Nov. 18, 2020 - Are you an office worker? Are you sitting in front of your computer screen right now? Then just have a quick look at the number of applications you have currently opened. You probably have opened a web browser, you may have an email program, and depending on your job, you may have opened different other applications, such as a word processor or a spreadsheet. Now imagine all these various applications are run by a different computer on your desk and displayed on a different computer screen. This may seem a bit far-fetched, but for a lot of control room operators, this is a daily reality.
Control room operators need to combine multiple content sources and applications to achieve complete situational awareness and to make well-founded decisions.

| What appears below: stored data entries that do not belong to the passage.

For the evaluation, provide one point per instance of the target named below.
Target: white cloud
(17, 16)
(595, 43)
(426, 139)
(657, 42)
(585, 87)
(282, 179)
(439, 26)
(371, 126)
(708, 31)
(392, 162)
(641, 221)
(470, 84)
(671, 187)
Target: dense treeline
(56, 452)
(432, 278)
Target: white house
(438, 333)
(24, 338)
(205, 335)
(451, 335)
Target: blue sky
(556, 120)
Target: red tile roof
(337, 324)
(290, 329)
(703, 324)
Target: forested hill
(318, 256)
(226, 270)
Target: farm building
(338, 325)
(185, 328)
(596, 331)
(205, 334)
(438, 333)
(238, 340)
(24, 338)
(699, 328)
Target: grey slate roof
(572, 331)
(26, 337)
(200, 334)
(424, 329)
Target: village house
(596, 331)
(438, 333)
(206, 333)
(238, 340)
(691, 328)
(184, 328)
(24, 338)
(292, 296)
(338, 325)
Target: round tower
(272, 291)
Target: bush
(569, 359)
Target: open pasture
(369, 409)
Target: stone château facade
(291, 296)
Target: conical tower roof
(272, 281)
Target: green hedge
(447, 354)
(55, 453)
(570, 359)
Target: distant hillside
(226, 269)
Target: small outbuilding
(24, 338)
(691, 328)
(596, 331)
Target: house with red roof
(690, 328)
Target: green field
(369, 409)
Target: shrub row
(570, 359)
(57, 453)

The challenge is that these sources often come from multiple workstations on different networks that cannot be inter-connected and that the display of each workstation is often limited to one specific monitor only.
This creates an extremely uncomfortable position for the operator, because the more applications they are monitoring, the more workstations and monitors they will need. Sure, a KVM switch will allow them to switch between applications, but there still is little flexibility to organize applications, since each application is confined to a monitor.
Operators often find it difficult to navigate between monitors and information windows, especially when these monitors are in awkward positions. Contrary to what may be expected, too much information only reduces productivity and ultimately results in making slower or wrong decisions. On top of that, each monitored application will need to be run from a noisy, heat-generating PC close to the desk, which causes even more discomfort.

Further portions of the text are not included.